In Eisenhower's "war room", Jodl signs the Act of Military Surrender
With Hitler's death at the end of April, leadership of Germany had devolved to Grand Adm Karl Doenitz. On 6 May, Gen Alfred Jodl, chief of staff at the Wehrmacht, arrived to represent him in Reims.
Susan - who now lives in Abbots Ann, Hampshire - began typing the Act of Military Surrender on 6 May and finished some 20 hours later in the early hours of 7 May.
"Staff officers and interpreters were coming and going. We were not allowed to leave the room. There were constant changes and amendments. I often had to start again from the beginning. The British version of the surrender was quite basic, although a lot of people had worked on it."
The documents were finally taken to the "war room", which was covered floor to ceiling in maps.
In the centre of the room stood a large, black wooden table. It was described by one reporter present as the "most important table on earth".
Pencils, papers and ashtrays had been placed on the table with military precision, their positions having been measured with a ruler by an American captain.
At about 0230 on 7 May, 10 Allied officers came in and took their places at the table. The Germans were called in. Gen Eisenhower remained in another room for reasons of protocol.
Susan and other secretaries waited outside before being invited in
Susan and a group of her colleagues had been waiting for a long time outside the room, before being invited in to watch history being made.
"We were very, very tired. We had been waiting for ages. We came into the room, there were a lot of journalists and photographers. The actual signing was carried out quietly and solemnly. There was no celebrating," says Susan.
An interpreter read out the surrender terms - probably more for the benefit of the journalists.
Gen Jodl then rose stiffly and turned to General Eisenhower's chief of staff Lt Gen Walter Bedell Smith. He said in English: "I want to say a word". Then, proceeding in German, he declared: "With this signature the German people and the German armed forces are for better or worse delivered into the victor's hands.
"In this war, which has lasted more than five years, they both have achieved and suffered more than perhaps any other people in the world. In this hour I can only express the hope that the victor will treat them with generosity."
There was no answer, no salutes. The Germans got up and left the room.
Those left inside the war room celebrated quietly. "We had some champagne but we didn't have any glasses so we had to drink it out of army mess tins. We passed the tins around and had a few sips," says Susan.
"We were so pleased it was happening - it was wonderful to be part of it. But, we were so exhausted, all I and the other secretaries wanted to do was go to bed. But I was asked to do one more job. I had to type the signal informing the War Office in London that the war in Europe was over."

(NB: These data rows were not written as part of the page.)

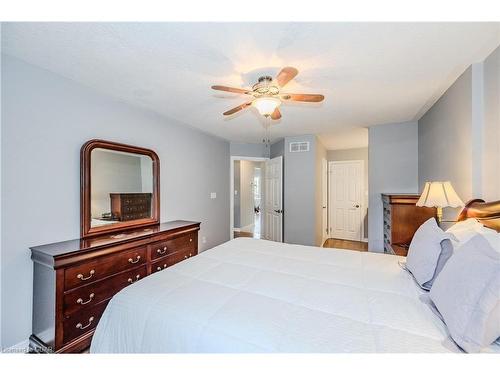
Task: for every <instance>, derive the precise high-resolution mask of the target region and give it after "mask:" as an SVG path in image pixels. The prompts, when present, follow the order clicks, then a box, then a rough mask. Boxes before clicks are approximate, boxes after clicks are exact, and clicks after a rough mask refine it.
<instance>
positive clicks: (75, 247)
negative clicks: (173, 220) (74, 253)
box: [30, 220, 200, 257]
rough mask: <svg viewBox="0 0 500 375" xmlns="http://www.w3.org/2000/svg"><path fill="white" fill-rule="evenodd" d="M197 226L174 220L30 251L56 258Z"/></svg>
mask: <svg viewBox="0 0 500 375" xmlns="http://www.w3.org/2000/svg"><path fill="white" fill-rule="evenodd" d="M199 225H200V222H197V221H185V220H175V221H168V222H165V223H161V224H158V225H152V226H150V227H146V228H138V229H134V230H129V231H124V232H120V233H110V234H106V235H102V236H96V237H91V238H86V239H74V240H68V241H61V242H55V243H51V244H47V245H40V246H33V247H30V249H31V251H32V252H33V253H43V254H45V255H48V256H53V257H57V256H58V255H63V254H68V253H73V252H77V251H81V250H92V249H94V248H95V249H97V248H100V247H103V246H112V245H119V244H121V243H126V242H129V241H133V240H141V239H145V238H147V237H150V236H153V235H155V234H158V233H165V232H169V231H175V230H179V229H188V228H195V227H197V226H199Z"/></svg>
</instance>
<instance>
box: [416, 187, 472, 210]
mask: <svg viewBox="0 0 500 375" xmlns="http://www.w3.org/2000/svg"><path fill="white" fill-rule="evenodd" d="M416 205H417V206H419V207H440V208H442V207H463V206H464V202H462V200H461V199H460V198H459V197H458V195H457V193H456V191H455V189H453V186H451V183H450V181H444V182H442V181H434V182H426V183H425V186H424V190H423V191H422V194H421V195H420V199H419V200H418V202H417V203H416Z"/></svg>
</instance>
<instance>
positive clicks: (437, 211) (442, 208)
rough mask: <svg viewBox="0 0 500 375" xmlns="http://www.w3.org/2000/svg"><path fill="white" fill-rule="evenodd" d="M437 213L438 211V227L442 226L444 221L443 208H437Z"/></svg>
mask: <svg viewBox="0 0 500 375" xmlns="http://www.w3.org/2000/svg"><path fill="white" fill-rule="evenodd" d="M436 211H437V212H436V217H437V222H438V225H440V224H441V222H442V221H443V208H442V207H437V210H436Z"/></svg>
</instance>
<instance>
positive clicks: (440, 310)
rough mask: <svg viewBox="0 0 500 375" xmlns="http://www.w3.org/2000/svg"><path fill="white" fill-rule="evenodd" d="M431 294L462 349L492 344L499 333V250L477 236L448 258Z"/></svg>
mask: <svg viewBox="0 0 500 375" xmlns="http://www.w3.org/2000/svg"><path fill="white" fill-rule="evenodd" d="M430 298H431V300H432V302H433V303H434V305H435V306H436V308H437V309H438V311H439V313H440V314H441V316H442V318H443V320H444V322H445V323H446V326H447V327H448V330H449V332H450V335H451V337H452V338H453V340H454V341H455V342H456V343H457V344H458V345H459V346H460V347H461V348H462V349H463V350H465V351H466V352H469V353H475V352H479V351H480V350H481V349H482V348H484V347H486V346H489V345H490V344H492V343H493V342H494V341H495V340H497V339H498V338H499V337H500V253H499V252H497V251H495V250H494V249H493V248H492V247H491V245H490V244H489V243H488V241H487V240H486V239H485V238H483V237H482V236H481V235H477V236H474V237H473V238H472V239H470V240H469V241H468V242H466V243H465V244H464V245H463V246H462V248H461V251H457V252H455V254H454V255H453V256H452V257H451V258H450V259H449V260H448V262H447V263H446V266H445V267H444V268H443V270H442V271H441V273H440V274H439V275H438V276H437V277H436V280H435V281H434V284H433V286H432V289H431V292H430Z"/></svg>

The most momentous wartime message simply read: "The mission of this Allied Force was fulfilled at 0241, local time, May 7th, 1945."
According to Gen Bedell Smith, in his book Eisenhower's Six Great Decisions, there were attempts to make the historic communication less prosaic. The general and his colleagues "groped for resounding phrases as fitting accolades to the Great Crusade and indicative of our dedication to the great task just completed." But Gen Eisenhower apparently rejected a stack of draft messages proposed by his staff and opted for the more simple message.

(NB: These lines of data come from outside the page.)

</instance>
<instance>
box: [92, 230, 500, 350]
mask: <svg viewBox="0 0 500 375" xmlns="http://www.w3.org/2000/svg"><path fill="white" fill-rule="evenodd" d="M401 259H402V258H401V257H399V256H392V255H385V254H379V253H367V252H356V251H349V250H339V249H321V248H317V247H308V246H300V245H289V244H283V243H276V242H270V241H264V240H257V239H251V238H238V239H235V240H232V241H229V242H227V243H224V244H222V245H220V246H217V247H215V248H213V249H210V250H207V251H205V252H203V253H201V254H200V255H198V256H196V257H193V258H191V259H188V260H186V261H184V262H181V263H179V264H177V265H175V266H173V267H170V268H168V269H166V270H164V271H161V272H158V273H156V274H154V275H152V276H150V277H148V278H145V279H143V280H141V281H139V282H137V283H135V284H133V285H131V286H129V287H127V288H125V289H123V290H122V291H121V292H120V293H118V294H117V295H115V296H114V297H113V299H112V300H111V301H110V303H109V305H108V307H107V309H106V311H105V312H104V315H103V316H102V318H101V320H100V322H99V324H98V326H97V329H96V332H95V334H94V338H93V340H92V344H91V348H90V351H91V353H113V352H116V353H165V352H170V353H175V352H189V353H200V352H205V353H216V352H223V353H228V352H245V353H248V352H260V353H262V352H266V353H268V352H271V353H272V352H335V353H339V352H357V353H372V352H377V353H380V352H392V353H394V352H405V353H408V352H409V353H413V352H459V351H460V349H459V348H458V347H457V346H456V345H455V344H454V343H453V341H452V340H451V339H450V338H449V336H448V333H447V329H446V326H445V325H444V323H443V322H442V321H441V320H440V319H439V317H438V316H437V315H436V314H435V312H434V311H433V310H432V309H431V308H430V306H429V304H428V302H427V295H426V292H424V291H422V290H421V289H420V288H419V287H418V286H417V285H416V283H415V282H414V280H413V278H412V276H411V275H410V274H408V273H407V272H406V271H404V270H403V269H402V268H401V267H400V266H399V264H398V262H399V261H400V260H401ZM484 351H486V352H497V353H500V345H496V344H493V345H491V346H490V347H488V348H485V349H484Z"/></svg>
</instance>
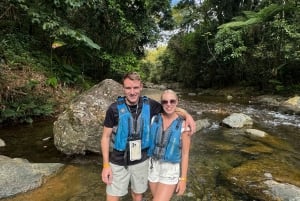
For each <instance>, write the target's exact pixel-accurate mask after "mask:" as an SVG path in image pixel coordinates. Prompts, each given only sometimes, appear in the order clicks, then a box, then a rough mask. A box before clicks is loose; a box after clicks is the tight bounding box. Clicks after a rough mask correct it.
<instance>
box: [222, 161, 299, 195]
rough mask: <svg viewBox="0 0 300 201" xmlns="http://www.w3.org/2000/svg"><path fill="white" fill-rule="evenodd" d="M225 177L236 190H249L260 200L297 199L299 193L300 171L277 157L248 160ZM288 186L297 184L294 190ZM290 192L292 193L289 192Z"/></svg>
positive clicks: (250, 192)
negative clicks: (271, 175)
mask: <svg viewBox="0 0 300 201" xmlns="http://www.w3.org/2000/svg"><path fill="white" fill-rule="evenodd" d="M282 170H284V171H282ZM287 172H288V174H287ZM266 173H267V174H271V175H272V177H266ZM225 177H226V178H227V179H228V181H230V182H231V184H232V185H233V186H234V187H233V189H234V190H236V191H237V192H245V193H246V192H247V193H248V194H249V195H251V196H252V197H254V198H256V199H258V200H268V201H278V200H297V197H298V195H299V194H298V193H299V187H297V186H299V185H300V183H299V181H300V180H299V179H300V174H299V171H298V170H297V169H295V167H293V166H290V165H288V164H287V163H286V162H284V161H277V160H276V159H275V158H274V159H270V158H261V159H258V160H252V161H248V162H246V163H243V164H241V165H240V166H238V167H235V168H233V169H231V170H230V171H228V172H227V173H226V175H225ZM270 179H272V180H270ZM270 181H271V182H270ZM273 181H277V183H276V184H275V183H274V182H273ZM288 186H290V187H291V186H295V187H293V188H294V190H292V191H290V190H289V189H288V188H287V187H288ZM295 189H297V190H295ZM290 192H292V194H289V193H290ZM287 194H289V199H287V197H286V195H287Z"/></svg>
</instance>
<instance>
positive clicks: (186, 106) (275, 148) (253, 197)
mask: <svg viewBox="0 0 300 201" xmlns="http://www.w3.org/2000/svg"><path fill="white" fill-rule="evenodd" d="M181 99H182V100H183V101H182V107H184V108H186V109H187V110H188V111H189V112H190V113H191V114H192V115H193V116H194V118H195V119H208V121H209V122H210V126H209V127H208V128H205V129H202V130H201V131H199V132H197V133H196V134H195V135H194V136H193V140H192V147H191V154H190V165H189V176H188V180H189V181H188V186H187V190H186V194H185V196H182V197H174V199H173V200H197V201H198V200H205V201H210V200H222V201H223V200H232V201H254V200H259V199H257V198H255V196H254V195H253V193H252V192H249V191H247V190H245V188H237V187H234V186H233V185H232V182H229V180H228V177H227V175H230V173H231V172H232V170H234V169H235V168H239V167H244V166H243V165H245V164H249V163H251V162H252V161H261V163H264V162H265V161H271V162H272V163H270V164H266V166H262V167H261V166H258V168H264V167H267V166H268V165H270V166H272V165H273V164H274V163H273V162H274V161H275V162H276V164H280V165H278V168H277V169H278V173H277V174H283V173H284V171H286V170H285V169H284V168H285V167H289V168H291V170H292V171H291V172H293V173H294V174H296V175H300V170H298V169H299V167H300V157H299V153H300V148H299V147H300V146H299V145H300V116H297V115H290V114H282V113H279V112H278V111H277V110H276V109H274V108H267V107H266V106H263V105H260V104H254V103H253V102H252V101H251V100H250V99H249V98H237V97H235V99H234V100H232V101H230V102H229V101H227V100H226V99H225V98H224V97H216V96H213V97H212V96H194V97H191V96H182V98H181ZM233 112H236V113H239V112H241V113H244V114H247V115H249V116H250V117H251V118H252V119H253V120H254V125H253V126H252V128H256V129H259V130H262V131H265V132H267V133H268V134H269V135H270V136H271V137H272V138H271V139H272V140H271V142H270V141H269V142H267V141H264V140H258V139H253V138H250V137H249V136H247V135H245V134H243V132H242V131H241V129H230V128H226V127H223V126H221V125H220V123H221V121H222V119H224V118H225V117H226V116H228V114H230V113H233ZM52 124H53V121H46V122H36V123H34V124H32V125H26V126H24V125H22V126H15V127H10V128H1V130H0V131H1V135H0V138H2V139H3V140H4V141H5V142H6V147H4V148H0V154H3V155H7V156H9V157H20V158H26V159H28V160H29V161H30V162H42V163H47V162H60V163H64V164H66V167H65V168H64V169H63V170H62V171H61V172H59V174H58V176H56V177H53V178H50V179H48V180H47V182H46V183H45V184H44V185H43V186H42V187H41V188H39V189H37V190H33V191H32V192H28V193H25V194H22V195H17V196H15V197H11V198H8V199H2V200H3V201H4V200H5V201H23V200H24V201H25V200H26V201H27V200H28V201H94V200H95V201H96V200H98V201H102V200H105V185H104V184H103V183H102V182H101V180H100V178H101V177H100V174H101V157H100V156H99V155H96V154H92V153H88V154H87V155H86V156H69V157H67V156H65V155H63V154H62V153H60V152H59V151H57V150H56V148H55V147H54V145H53V133H52ZM261 145H263V146H261ZM249 147H250V148H253V147H263V149H262V150H261V149H258V150H257V149H254V150H253V149H249ZM262 161H263V162H262ZM246 167H248V166H246ZM250 167H252V166H250ZM256 168H257V167H256ZM240 169H242V168H240ZM266 169H268V168H266ZM251 171H254V170H251ZM268 171H271V170H265V172H268ZM241 174H242V173H241ZM272 174H276V172H272ZM289 174H290V172H286V173H284V175H285V176H286V177H288V176H289ZM254 176H255V175H253V177H254ZM247 177H249V178H244V179H245V181H246V182H248V181H249V182H251V181H253V178H251V175H250V176H249V174H248V175H247ZM290 177H293V175H290ZM230 178H232V177H230ZM295 179H297V178H295ZM149 197H150V195H149V193H147V195H146V198H149ZM122 200H130V199H129V196H126V197H124V198H123V199H122Z"/></svg>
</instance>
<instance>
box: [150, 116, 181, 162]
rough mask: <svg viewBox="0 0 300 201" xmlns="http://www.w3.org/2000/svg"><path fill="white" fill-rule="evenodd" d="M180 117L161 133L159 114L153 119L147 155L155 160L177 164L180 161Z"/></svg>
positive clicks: (162, 126)
mask: <svg viewBox="0 0 300 201" xmlns="http://www.w3.org/2000/svg"><path fill="white" fill-rule="evenodd" d="M182 121H183V119H182V118H181V117H178V118H177V119H175V120H174V121H173V122H172V124H171V125H170V127H169V128H168V129H167V130H166V131H163V122H162V117H161V114H159V115H157V116H155V117H154V121H153V123H152V124H151V130H150V134H151V142H152V143H151V145H150V148H149V150H148V155H149V156H151V157H153V158H154V159H157V160H163V161H168V162H171V163H179V162H180V161H181V128H182Z"/></svg>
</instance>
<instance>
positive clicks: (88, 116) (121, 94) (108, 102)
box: [53, 79, 123, 155]
mask: <svg viewBox="0 0 300 201" xmlns="http://www.w3.org/2000/svg"><path fill="white" fill-rule="evenodd" d="M122 95H123V90H122V85H121V84H119V83H118V82H116V81H114V80H111V79H106V80H104V81H102V82H101V83H99V84H97V85H95V86H94V87H92V88H91V89H89V90H88V91H86V92H85V93H83V94H81V95H80V96H78V97H77V98H76V99H74V100H73V101H72V102H71V103H70V105H69V106H68V108H67V109H66V110H65V111H64V112H63V113H62V114H61V115H59V117H58V119H57V120H56V121H55V122H54V125H53V134H54V144H55V146H56V148H57V149H58V150H60V151H61V152H63V153H65V154H67V155H72V154H85V153H86V151H91V152H94V153H100V138H101V134H102V129H103V126H102V124H103V121H104V118H105V113H106V110H107V108H108V107H109V105H110V104H111V103H112V102H113V101H115V100H116V98H117V97H118V96H122Z"/></svg>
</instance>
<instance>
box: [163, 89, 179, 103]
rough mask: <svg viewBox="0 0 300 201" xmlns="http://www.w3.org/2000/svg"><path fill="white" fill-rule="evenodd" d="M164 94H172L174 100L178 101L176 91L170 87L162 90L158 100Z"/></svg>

While millions celebrated, Susan Hibbert slept. "When the surrender was over, we just disappeared. I went to bed and didn't get up for two days. I was so exhausted," she recalls.
Sixty years on, she is to be honoured at a reception hosted by French Prime Minister Jean-Pierre Raffarin in Reims.
She is believed to be one of only two people still alive who witnessed the final surrender.
The "war room" at Reims has been preserved as part of a Surrender Museum in the renamed Lycee Roosevelt high school.
The war ended at 2301 Central European Time on 8 May. For Europe, it marked a new beginning.
For Susan, it remains a vivid memory.
"I feel very privileged to be part of history," she says.